O professor de medicina e diretor associado para Clinical and Translational Reserach at the Braman Family Breast Cancer Institute at Sylvester, em Miami, Dr. Mark Pegram, também abordou o tema, falando sobre como aperfeiçoar as terapias atuais. Pegram destacou o papel do lapatinibe em combinação com inibidores de aromatases, como o letrozol. No Brasil, a combinação dos dois medicamentos foi autorizada recentemente pela Anvisa — combinação esta também já aprovada nos Estados Unidos pelo FDA (Food and Drugs Administration). Para o médico americano, esta é uma decisão importante para as nações. “Essas aprovações mostram como as agências reguladoras veem a combinação como uma opção segura e uma forma efetiva de tratamento. Trata-se do reconhecimento de sua importância e seus méritos”, explica o oncologista.
Pegram apresentou estudos realizados não só nos Estados Unidos, mas ao redor do mundo, sobre as vantagens desse tratamento para HER2 positivo que acaba de ser autorizado no Brasil pela Anvisa, combinando lapatinibe e letrozol para mulheres pós-menopáusicas com câncer de mama HER2 também positivo para receptor hormonal. Para estas pacientes, o tratamento em questão pode substituir a quimioterapia. “É uma ótima oportunidade de evitar o uso da quimioterapia, porque você tem dois agentes alvo contra os dois receptores mais importantes do câncer de mama”, complementa.
O oncologista do Centro de Oncologia do Hospital Sírio Libanês e Grupo de Mama do Instituto de Oncologia de São Paulo, Ricardo Marques, conduziu uma discussão sobre como a detecção precoce de doença metastática é importante e pode alterar o prognóstico e discutiu casos nos quais utilizou o lapatinibe como tratamento.
Além de oncologistas, mastologistas de peso também estiveram presentes no encontro, como a Dra. Maira Caleffi, presidente da Federação Brasileira de Instituições Filantrópicas de Apoio à Saúde da Mama (FEMAMA).

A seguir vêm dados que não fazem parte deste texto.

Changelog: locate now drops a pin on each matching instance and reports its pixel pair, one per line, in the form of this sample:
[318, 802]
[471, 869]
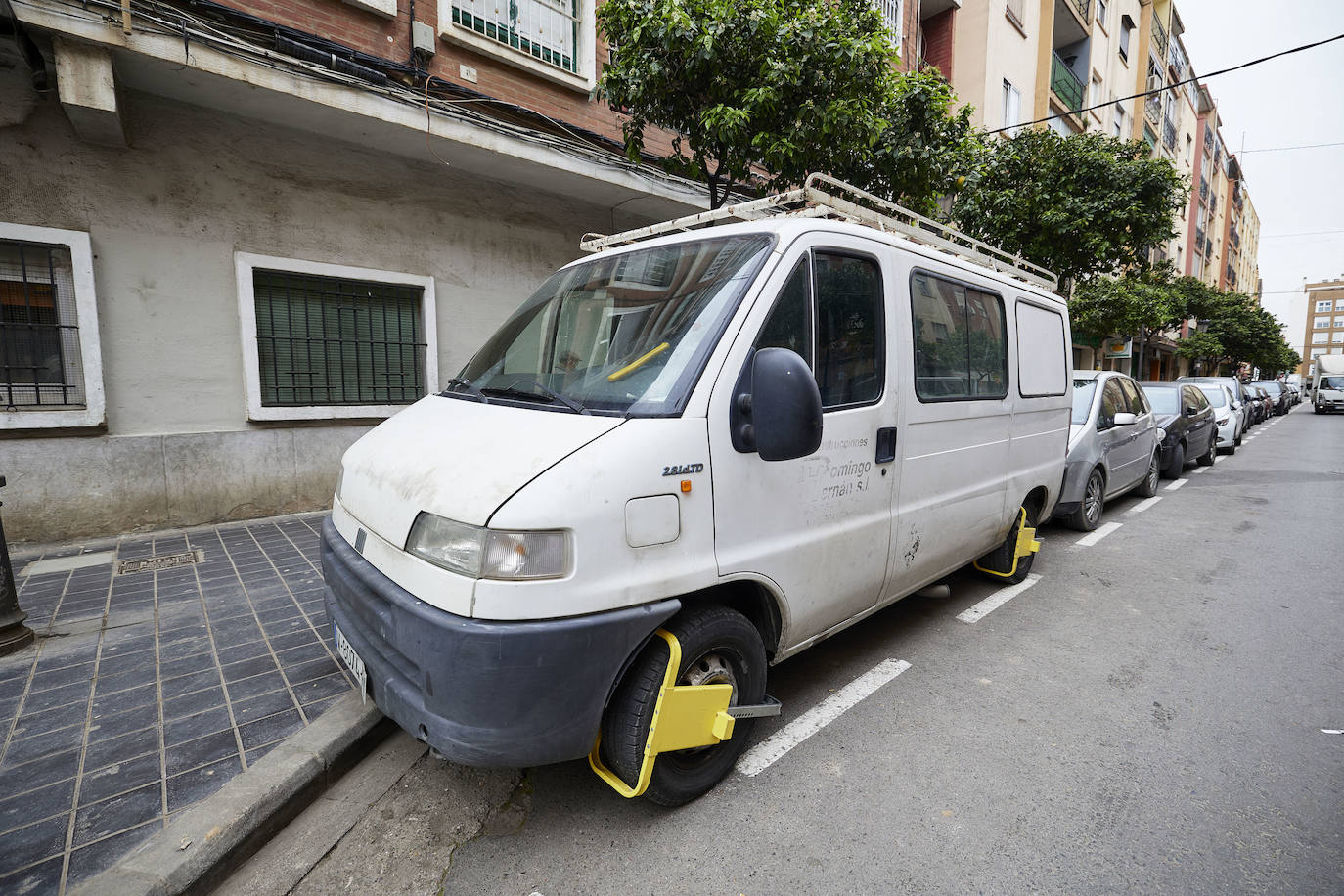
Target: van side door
[813, 529]
[955, 443]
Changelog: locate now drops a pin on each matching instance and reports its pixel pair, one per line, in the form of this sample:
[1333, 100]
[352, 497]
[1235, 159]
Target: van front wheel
[718, 647]
[1002, 558]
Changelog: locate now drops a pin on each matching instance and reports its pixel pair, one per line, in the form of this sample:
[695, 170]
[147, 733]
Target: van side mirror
[777, 407]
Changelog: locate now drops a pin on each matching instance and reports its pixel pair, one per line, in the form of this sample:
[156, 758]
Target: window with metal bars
[335, 340]
[546, 29]
[39, 331]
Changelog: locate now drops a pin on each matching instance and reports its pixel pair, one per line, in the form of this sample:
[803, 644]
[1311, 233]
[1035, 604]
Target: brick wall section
[938, 40]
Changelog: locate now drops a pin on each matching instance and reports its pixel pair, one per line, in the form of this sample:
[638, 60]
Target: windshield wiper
[546, 392]
[463, 383]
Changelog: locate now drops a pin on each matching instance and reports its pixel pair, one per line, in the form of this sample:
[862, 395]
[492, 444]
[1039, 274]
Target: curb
[225, 829]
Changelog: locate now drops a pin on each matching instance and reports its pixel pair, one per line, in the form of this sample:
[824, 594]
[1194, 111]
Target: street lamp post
[14, 634]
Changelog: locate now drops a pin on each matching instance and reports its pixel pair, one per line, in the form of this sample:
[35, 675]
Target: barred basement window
[547, 29]
[336, 340]
[40, 363]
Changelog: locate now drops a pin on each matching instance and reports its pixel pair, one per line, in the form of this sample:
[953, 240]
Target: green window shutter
[331, 340]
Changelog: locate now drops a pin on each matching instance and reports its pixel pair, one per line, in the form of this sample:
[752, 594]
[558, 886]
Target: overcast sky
[1292, 101]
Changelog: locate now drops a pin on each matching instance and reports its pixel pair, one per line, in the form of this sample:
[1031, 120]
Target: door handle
[886, 445]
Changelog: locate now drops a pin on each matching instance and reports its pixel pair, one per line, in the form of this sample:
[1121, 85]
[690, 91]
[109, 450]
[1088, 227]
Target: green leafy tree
[924, 151]
[770, 89]
[1081, 205]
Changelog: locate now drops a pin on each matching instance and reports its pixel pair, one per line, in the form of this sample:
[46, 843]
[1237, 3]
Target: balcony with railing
[1159, 38]
[1153, 111]
[1066, 85]
[1178, 61]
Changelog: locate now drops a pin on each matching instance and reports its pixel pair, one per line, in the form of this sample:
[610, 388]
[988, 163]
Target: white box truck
[689, 457]
[1328, 383]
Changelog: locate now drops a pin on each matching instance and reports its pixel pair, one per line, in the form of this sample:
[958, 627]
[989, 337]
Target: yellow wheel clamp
[685, 716]
[1027, 544]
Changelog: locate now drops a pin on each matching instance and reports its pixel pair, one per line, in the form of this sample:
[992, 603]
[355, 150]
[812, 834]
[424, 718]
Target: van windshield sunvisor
[624, 334]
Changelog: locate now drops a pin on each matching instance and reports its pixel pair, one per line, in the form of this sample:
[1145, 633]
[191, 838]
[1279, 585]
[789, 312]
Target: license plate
[352, 661]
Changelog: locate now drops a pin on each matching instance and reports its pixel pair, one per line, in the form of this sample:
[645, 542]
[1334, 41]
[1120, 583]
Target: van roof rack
[824, 197]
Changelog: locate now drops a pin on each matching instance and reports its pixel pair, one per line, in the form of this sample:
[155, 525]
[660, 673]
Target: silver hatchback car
[1113, 446]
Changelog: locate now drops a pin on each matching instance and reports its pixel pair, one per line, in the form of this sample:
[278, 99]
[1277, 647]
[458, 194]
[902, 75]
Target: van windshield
[624, 334]
[1164, 400]
[1215, 395]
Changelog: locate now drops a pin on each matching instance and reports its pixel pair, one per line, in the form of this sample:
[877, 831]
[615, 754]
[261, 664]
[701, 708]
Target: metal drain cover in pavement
[164, 561]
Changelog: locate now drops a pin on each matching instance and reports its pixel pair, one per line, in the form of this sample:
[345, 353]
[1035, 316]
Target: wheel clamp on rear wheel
[685, 716]
[1024, 546]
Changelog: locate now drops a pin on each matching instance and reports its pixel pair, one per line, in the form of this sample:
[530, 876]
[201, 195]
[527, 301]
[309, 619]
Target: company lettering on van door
[685, 469]
[854, 475]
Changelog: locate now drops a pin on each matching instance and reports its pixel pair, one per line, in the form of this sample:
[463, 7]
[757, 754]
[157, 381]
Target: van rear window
[962, 342]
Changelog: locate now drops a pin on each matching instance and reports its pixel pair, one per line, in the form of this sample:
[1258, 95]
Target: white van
[725, 442]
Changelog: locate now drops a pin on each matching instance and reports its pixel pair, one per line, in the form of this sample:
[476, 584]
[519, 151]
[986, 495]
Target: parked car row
[1125, 435]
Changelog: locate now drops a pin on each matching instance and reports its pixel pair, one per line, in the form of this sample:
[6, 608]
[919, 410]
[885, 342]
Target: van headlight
[488, 554]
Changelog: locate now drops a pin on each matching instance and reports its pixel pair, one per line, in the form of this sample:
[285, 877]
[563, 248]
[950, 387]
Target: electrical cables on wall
[1157, 92]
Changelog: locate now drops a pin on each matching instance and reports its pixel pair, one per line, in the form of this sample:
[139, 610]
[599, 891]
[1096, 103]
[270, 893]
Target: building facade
[236, 237]
[1324, 321]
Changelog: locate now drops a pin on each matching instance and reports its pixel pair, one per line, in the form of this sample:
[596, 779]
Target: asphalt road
[1146, 718]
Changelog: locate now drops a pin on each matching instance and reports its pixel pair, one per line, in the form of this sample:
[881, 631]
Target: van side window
[1111, 403]
[962, 345]
[850, 326]
[1138, 405]
[789, 324]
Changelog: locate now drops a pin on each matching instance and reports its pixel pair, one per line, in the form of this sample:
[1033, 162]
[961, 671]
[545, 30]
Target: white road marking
[766, 752]
[998, 600]
[70, 563]
[1142, 506]
[1088, 540]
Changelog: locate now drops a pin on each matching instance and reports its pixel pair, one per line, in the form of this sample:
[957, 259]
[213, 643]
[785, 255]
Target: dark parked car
[1185, 414]
[1260, 402]
[1282, 400]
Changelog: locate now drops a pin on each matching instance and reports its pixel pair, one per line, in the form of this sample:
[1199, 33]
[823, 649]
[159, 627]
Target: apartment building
[1324, 321]
[1240, 272]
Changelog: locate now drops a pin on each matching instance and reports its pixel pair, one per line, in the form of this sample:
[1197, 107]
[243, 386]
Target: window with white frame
[50, 359]
[552, 38]
[1012, 108]
[334, 341]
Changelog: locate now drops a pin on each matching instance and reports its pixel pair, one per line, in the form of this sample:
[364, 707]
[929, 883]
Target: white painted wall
[165, 218]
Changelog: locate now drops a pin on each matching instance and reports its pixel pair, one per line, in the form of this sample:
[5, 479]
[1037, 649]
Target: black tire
[1211, 454]
[1002, 558]
[718, 645]
[1148, 488]
[1088, 516]
[1178, 463]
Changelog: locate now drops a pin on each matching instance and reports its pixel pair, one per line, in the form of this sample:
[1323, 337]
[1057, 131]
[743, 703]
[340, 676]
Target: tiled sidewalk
[148, 691]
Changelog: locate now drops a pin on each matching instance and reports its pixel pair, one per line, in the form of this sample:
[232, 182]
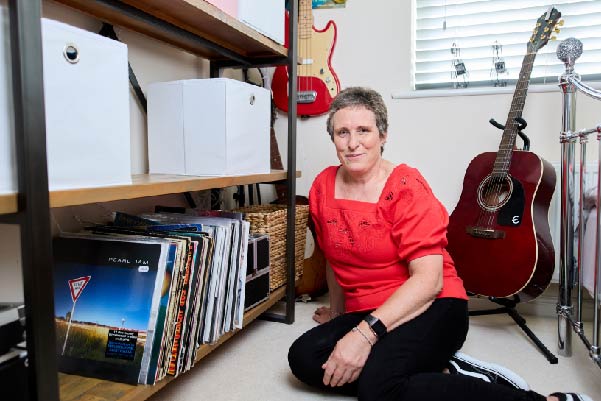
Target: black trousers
[407, 363]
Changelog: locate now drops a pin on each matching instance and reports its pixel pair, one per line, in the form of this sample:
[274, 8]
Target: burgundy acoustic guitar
[499, 233]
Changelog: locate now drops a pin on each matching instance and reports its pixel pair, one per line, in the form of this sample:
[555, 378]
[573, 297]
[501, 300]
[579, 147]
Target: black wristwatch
[376, 325]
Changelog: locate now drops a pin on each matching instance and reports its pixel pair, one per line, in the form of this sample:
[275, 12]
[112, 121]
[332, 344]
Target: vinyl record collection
[136, 298]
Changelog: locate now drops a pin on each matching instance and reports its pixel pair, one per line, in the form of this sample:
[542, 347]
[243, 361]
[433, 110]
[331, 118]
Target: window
[461, 43]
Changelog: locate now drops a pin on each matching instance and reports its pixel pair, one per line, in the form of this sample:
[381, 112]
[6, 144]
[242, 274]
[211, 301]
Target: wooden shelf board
[194, 16]
[79, 388]
[144, 185]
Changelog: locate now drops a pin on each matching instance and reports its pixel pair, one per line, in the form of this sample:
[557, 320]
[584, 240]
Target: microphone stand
[570, 267]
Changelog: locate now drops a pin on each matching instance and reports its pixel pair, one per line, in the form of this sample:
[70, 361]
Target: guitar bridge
[306, 96]
[485, 233]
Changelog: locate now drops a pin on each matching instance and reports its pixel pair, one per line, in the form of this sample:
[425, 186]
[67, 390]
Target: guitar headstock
[546, 25]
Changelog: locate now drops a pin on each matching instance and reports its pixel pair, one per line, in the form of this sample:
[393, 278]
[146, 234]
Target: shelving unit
[192, 25]
[144, 185]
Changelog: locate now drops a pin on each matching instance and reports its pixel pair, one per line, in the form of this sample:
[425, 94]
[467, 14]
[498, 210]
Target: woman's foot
[466, 365]
[569, 397]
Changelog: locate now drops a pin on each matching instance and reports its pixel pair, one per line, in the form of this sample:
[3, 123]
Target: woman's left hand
[346, 360]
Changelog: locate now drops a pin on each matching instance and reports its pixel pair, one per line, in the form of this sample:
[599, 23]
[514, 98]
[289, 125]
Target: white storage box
[264, 16]
[86, 95]
[228, 6]
[8, 169]
[208, 127]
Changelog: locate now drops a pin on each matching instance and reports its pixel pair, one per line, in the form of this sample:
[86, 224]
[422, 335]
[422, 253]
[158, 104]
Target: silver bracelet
[358, 330]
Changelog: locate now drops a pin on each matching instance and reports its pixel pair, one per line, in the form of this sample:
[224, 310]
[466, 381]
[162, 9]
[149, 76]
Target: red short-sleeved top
[369, 245]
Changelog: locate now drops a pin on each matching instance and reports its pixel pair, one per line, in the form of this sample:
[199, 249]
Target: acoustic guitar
[317, 83]
[499, 233]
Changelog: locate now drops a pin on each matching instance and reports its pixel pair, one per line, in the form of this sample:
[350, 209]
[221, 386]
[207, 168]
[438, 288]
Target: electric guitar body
[317, 83]
[499, 234]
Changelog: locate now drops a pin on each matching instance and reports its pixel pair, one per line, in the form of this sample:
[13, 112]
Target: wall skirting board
[544, 305]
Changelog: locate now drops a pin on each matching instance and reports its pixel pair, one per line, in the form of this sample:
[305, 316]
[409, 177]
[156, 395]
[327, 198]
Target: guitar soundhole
[494, 192]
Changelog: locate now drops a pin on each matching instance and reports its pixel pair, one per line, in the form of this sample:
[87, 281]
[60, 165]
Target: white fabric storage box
[228, 6]
[8, 169]
[87, 110]
[264, 16]
[208, 127]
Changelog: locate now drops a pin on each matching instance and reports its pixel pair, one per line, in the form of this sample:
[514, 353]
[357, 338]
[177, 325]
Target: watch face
[376, 325]
[370, 319]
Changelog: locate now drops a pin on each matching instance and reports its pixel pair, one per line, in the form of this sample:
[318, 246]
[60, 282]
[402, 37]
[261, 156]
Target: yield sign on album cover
[77, 285]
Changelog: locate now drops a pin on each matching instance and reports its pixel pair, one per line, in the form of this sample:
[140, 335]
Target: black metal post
[33, 199]
[291, 174]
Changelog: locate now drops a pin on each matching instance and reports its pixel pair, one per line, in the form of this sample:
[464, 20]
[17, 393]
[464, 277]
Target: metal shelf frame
[33, 215]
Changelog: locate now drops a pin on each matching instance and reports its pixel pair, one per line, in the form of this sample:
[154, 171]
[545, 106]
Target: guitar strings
[493, 192]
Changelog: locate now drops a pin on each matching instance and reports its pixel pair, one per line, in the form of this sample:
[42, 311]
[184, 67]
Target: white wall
[439, 136]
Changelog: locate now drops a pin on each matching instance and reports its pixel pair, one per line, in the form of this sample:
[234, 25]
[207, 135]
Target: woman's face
[357, 139]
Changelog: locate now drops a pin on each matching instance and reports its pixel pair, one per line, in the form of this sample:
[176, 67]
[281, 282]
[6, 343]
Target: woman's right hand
[322, 315]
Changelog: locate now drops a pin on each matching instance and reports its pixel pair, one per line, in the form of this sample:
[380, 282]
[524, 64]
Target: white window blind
[473, 29]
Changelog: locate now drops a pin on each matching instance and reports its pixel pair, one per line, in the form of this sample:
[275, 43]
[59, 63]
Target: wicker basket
[271, 219]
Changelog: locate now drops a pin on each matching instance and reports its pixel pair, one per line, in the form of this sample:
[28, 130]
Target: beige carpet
[252, 366]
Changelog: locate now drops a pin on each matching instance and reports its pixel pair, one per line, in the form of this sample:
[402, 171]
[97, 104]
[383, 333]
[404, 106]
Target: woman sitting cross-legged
[399, 310]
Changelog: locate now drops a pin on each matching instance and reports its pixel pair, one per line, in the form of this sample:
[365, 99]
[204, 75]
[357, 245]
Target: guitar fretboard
[305, 19]
[503, 159]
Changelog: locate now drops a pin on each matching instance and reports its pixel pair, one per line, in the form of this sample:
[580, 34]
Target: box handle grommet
[71, 53]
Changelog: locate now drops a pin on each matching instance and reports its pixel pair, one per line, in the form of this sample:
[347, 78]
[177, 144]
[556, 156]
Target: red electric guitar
[499, 233]
[317, 83]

Maira defende a medicina exercida baseada em evidência personalizada, que cada vez mais se beneficia de novas e promissoras drogas-alvo para tratamento, e reforça a necessidade de fazer com que novas opções de medicamentos estejam disponíveis para todas as pacientes. “Precisamos fazer com que as drogas orais sejam pagas não só pelos convênios, mas pelo próprio SUS. Entre a aprovação da Anvisa até que este novo tratamento chegue à paciente, não podemos mais esperar tanto tempo.”
Sobre a nova indicação terapêutica para o lapatinibe
A Agência Nacional de Vigilância Sanitária (Anvisa) acaba de conceder a alteração na autorização condicional de comercialização do lapatinibe (Tykerb®), da GlaxoSmithKline (GSK), no Brasil, para uma nova indicação terapêutica. O lapatinibe, desta vez combinado com o letrozol — um inibidor da aromatase (AI) — já pode ser usado no tratamento de mulheres pós-menopáusicas com câncer de mama metastático com superexpressão de HER2 (ErbB2), positivo para o receptor hormonal (HR+), e para as quais a quimioterapia pode não estar prevista.
A nova indicação desafia a opção de tratamento até então utilizada, quando o lapatinibe — que é uma terapia alvo-dirigida oral —, deveria ser, obrigatoriamente, combinado com a capecitabina, um tipo de quimioterápico também oral. “Vivemos um novo momento, no qual o oncologista poderá ampliar suas escolhas de tratamento, adequando-o ao perfil de suas pacientes. A novidade beneficiará muitas mulheres que sofrem com o doença, já que 70% das que têm câncer de mama são hormônio positivas”, destaca o Dr. Císio Brandão, gerente médico da GSK Oncologia.